One Sunday in 1879, Harley Procter, one of the founders of candle and soap firm P & G, heard sermon based on the Forty-fifth Psalm, “ All the garments smell of myrrh, and aloes, an cassia, out of ivory palaces.”
The word IVORY stuck in his mind and became the name of the firm’s white soap.
In December, 1881, P&G ran their first Ivory ad in a religious weekly, stating that the soap “floated” and that it was “99 44/100% pure,” a dual claim which has become one of the most famous ad slogans ever.
The 1920 ad, shows the consistency of the positioning over time. The ad created the imagery – the forest, the barefoot girl, and the clear water.

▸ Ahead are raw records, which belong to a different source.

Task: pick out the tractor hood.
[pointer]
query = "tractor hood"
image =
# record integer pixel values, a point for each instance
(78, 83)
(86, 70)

The purity claim was supported by a chemist, who testified Ivory and found that on 56/100% contained impurities. The floatation property was first created by a production mistake which fed air into the soap mixture, was discovered by the customers – who attempted to reorder the “floating” soap.Ivory was a remarkable product in a time in which most soaps were yellow or brown, irritated the skin, and damaged clothes.
The positioning Strategies IVORY SOAP Followed:
The soap was positioned : the soap that was pure, was mild and floated. (they did not have the need to search for the soaps as this one floated)The claims of purity and mildness were supported by the white color, the name Ivory, the twin slogans, and the association with babies.The soap’s brand name along with its distinctive wrapping, gave consumers confidence that they were getting the mild, gentle soap they wanted.
The aggressive 1882 national advertising budget of USD 11,000 provided a start toward high brand awareness, and the customer confidence that the manufacturer was backing the product and would stand by it.
IVORY, NOW OVER 110 YEARS OLD, IS A PRIME EXAMPLE OF THE VALUE OF CREATING AND SUSTAINING BRAND EQUITY.